MongoDB job options:

* [`SKIP_SNAPSHOTS`](#skip_snapshots-editable)
* [`SNAPSHOT_PARALLELIS`](#snapshot_parallelism)

General job options:

* [`COLUMN_TRANSFORMATIONS`](/content/reference-1/sql-commands/jobs/create-job/ingestion.md#column_transformations)&#x20;
* [`COMMENT`](/content/reference-1/sql-commands/jobs/create-job/ingestion.md#comment-editable)&#x20;
* [`COMPUTE_CLUSTER`](/content/reference-1/sql-commands/jobs/create-job/ingestion.md#compute_cluster-editable)&#x20;
* [`END_AT`](/content/reference-1/sql-commands/jobs/create-job/ingestion.md#end_at-editable)&#x20;
* [`EXCLUDE_COLUMNS`](/content/reference-1/sql-commands/jobs/create-job/ingestion.md#exclude_columns)

See also:

* [`WITH EXPECTATION`](broken://spaces/j7NDvdvbkHS8wtX8aREE/pages/Y2QSVaw0n1NMmbDpVePG)

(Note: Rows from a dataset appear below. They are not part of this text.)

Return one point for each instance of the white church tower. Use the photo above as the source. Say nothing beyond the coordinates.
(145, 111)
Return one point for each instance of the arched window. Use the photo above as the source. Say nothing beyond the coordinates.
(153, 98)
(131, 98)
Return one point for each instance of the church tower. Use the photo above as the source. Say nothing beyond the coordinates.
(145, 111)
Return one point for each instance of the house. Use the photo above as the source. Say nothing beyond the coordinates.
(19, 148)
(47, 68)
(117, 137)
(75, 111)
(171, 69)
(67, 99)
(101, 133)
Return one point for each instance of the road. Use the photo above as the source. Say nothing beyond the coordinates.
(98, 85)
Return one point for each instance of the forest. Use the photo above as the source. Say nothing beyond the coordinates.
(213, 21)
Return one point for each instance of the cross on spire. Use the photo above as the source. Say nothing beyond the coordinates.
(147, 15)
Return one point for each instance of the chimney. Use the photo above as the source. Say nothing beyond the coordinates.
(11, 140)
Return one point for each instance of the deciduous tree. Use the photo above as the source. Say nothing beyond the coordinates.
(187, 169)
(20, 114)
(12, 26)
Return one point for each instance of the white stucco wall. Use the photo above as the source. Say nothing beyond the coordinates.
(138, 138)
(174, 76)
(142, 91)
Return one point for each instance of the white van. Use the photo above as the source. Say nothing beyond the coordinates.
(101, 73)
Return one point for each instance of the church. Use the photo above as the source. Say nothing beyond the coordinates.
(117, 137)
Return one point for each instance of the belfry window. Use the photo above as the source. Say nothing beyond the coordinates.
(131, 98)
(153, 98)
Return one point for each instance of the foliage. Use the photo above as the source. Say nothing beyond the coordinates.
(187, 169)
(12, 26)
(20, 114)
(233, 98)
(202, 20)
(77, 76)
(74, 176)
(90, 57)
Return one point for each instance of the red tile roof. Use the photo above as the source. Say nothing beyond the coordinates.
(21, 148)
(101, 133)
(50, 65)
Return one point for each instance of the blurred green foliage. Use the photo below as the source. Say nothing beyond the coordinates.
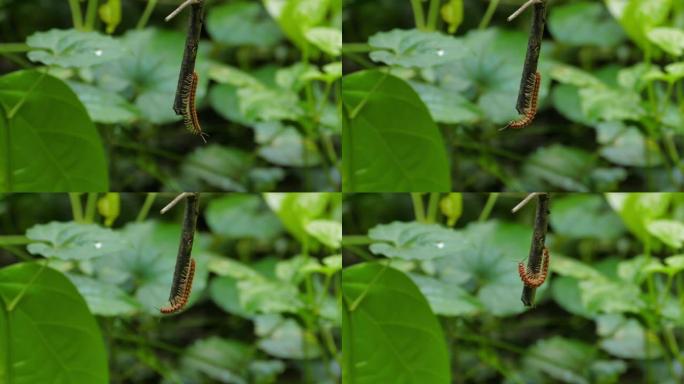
(611, 102)
(610, 311)
(267, 96)
(264, 303)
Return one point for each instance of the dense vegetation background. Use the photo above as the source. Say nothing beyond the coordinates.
(82, 279)
(431, 291)
(429, 84)
(87, 88)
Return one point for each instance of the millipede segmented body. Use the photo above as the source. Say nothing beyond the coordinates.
(532, 279)
(531, 111)
(180, 298)
(190, 119)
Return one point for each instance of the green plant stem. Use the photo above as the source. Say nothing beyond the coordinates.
(76, 16)
(361, 252)
(20, 295)
(76, 207)
(356, 240)
(14, 48)
(433, 204)
(91, 13)
(418, 207)
(433, 14)
(418, 14)
(489, 13)
(489, 205)
(8, 240)
(91, 203)
(149, 8)
(147, 205)
(18, 252)
(356, 48)
(7, 169)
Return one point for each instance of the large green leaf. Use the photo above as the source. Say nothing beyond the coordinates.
(390, 335)
(390, 142)
(47, 141)
(47, 334)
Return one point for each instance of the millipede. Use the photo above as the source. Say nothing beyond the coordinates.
(532, 279)
(190, 119)
(180, 298)
(531, 110)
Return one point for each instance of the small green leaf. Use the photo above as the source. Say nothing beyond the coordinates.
(328, 40)
(452, 13)
(452, 207)
(110, 13)
(72, 48)
(670, 232)
(109, 207)
(670, 40)
(327, 232)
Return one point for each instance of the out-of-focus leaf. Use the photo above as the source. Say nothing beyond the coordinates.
(104, 299)
(239, 216)
(242, 23)
(74, 241)
(72, 48)
(584, 23)
(446, 299)
(579, 216)
(414, 48)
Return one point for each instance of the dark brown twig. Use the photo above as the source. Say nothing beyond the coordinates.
(534, 261)
(190, 52)
(532, 56)
(185, 246)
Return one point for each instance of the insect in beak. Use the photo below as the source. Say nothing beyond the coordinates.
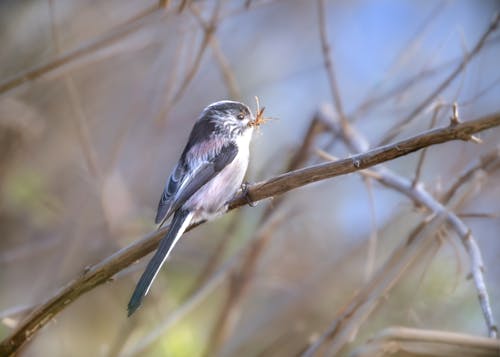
(259, 118)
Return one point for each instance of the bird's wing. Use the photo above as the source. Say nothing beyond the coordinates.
(184, 181)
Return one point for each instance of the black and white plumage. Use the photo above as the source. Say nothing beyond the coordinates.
(209, 172)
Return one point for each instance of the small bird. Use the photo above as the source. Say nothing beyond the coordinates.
(208, 174)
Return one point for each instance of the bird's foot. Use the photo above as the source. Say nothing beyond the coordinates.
(246, 193)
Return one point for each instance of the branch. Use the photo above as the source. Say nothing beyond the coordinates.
(420, 343)
(115, 34)
(396, 129)
(106, 269)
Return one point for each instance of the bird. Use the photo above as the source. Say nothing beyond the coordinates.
(209, 173)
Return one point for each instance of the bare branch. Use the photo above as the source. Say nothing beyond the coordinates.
(396, 129)
(420, 343)
(113, 35)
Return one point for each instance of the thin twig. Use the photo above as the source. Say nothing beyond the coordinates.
(120, 31)
(421, 158)
(207, 34)
(103, 271)
(396, 129)
(345, 326)
(241, 278)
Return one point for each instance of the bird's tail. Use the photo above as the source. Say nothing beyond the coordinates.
(179, 224)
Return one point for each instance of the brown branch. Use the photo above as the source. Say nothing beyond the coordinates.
(106, 269)
(396, 129)
(241, 277)
(113, 35)
(420, 343)
(349, 320)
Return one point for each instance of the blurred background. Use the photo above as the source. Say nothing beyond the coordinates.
(88, 140)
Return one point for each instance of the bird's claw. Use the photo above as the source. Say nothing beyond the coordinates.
(246, 194)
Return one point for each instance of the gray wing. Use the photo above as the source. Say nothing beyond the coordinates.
(184, 182)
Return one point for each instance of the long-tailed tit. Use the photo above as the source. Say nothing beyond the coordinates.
(210, 171)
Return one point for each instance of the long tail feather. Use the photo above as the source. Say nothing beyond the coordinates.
(179, 224)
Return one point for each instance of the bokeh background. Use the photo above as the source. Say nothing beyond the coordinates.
(85, 149)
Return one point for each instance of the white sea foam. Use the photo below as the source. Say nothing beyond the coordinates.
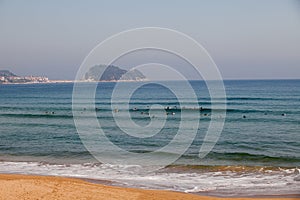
(227, 183)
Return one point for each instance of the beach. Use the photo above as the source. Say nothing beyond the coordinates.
(46, 187)
(256, 155)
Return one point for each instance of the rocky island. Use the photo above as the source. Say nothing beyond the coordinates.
(113, 73)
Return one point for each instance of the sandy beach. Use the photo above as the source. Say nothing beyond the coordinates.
(46, 187)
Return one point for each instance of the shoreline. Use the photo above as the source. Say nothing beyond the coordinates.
(16, 186)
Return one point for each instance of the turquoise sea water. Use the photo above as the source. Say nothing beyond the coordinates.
(258, 151)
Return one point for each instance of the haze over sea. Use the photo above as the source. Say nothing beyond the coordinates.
(258, 151)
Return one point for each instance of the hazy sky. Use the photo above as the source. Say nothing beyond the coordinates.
(249, 39)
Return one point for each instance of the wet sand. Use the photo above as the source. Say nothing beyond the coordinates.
(19, 187)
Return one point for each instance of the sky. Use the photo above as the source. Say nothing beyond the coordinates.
(248, 39)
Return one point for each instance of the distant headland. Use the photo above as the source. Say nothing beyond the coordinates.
(109, 73)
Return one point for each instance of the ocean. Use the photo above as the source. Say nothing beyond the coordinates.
(257, 153)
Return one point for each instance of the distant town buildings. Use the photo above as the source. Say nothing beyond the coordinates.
(8, 77)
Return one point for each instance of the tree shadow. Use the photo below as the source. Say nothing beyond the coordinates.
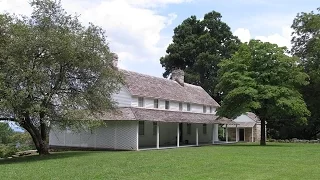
(258, 145)
(36, 157)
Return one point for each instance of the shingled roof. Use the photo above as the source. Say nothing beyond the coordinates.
(141, 114)
(161, 88)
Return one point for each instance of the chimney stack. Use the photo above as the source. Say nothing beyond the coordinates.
(178, 75)
(115, 60)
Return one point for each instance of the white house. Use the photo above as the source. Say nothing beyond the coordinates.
(152, 112)
(246, 129)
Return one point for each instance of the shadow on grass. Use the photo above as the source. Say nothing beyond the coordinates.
(258, 145)
(33, 158)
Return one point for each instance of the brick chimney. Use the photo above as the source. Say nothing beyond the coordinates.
(115, 60)
(178, 75)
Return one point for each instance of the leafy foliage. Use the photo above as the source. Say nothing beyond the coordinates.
(306, 45)
(51, 66)
(198, 46)
(262, 79)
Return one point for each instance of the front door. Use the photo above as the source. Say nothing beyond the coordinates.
(241, 134)
(181, 132)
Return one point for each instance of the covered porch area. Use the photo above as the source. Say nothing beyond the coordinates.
(242, 131)
(177, 129)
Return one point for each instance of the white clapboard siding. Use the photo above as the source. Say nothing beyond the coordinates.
(116, 135)
(148, 103)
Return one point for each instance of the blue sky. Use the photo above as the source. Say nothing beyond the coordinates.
(140, 30)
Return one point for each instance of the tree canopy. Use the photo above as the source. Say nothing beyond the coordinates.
(198, 46)
(306, 45)
(262, 79)
(50, 66)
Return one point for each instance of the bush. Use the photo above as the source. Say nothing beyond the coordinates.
(7, 151)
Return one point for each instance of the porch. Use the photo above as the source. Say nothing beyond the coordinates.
(164, 135)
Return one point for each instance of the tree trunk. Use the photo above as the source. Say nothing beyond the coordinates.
(43, 148)
(37, 137)
(263, 133)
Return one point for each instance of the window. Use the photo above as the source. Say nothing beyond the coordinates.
(154, 128)
(180, 106)
(188, 107)
(188, 128)
(140, 102)
(167, 106)
(141, 127)
(204, 128)
(156, 103)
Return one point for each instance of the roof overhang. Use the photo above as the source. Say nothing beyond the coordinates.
(142, 114)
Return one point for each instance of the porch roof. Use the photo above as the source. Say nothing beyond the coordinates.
(136, 114)
(242, 125)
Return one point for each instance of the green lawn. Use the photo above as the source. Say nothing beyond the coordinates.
(241, 161)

#### `SKIP_SNAPSHOTS`— editable

Type: `Boolean`

Default: `false`

(Optional) By default, snapshots are enabled for new collections. This means that Upsolver will take a full snapshot of the collection and ingest it into the staging table before it continues to listen for change events. When `True`, Upsolver will not take an initial snapshot and only process change events starting from the time the ingestion job is created.

In the majority of cases, when you connect to your source collections, you want to take a full snapshot and ingest a baseline of your data. This creates a full copy of the source data in your data lake before you begin to stream the most recent change events. If you skip taking a snapshot, you will not have the historical data in the target table, only the newly added or changed rows.

Skipping a snapshot is useful in scenarios where your primary database instance crashed or became unreachable, failing over to the secondary. In this case, you will need to re-establish the CDC connection but would not want to take a full snapshot because you already have all of the history in your table. In this case, you would want to restart processing from the moment you left off when the connection to the primary database went down.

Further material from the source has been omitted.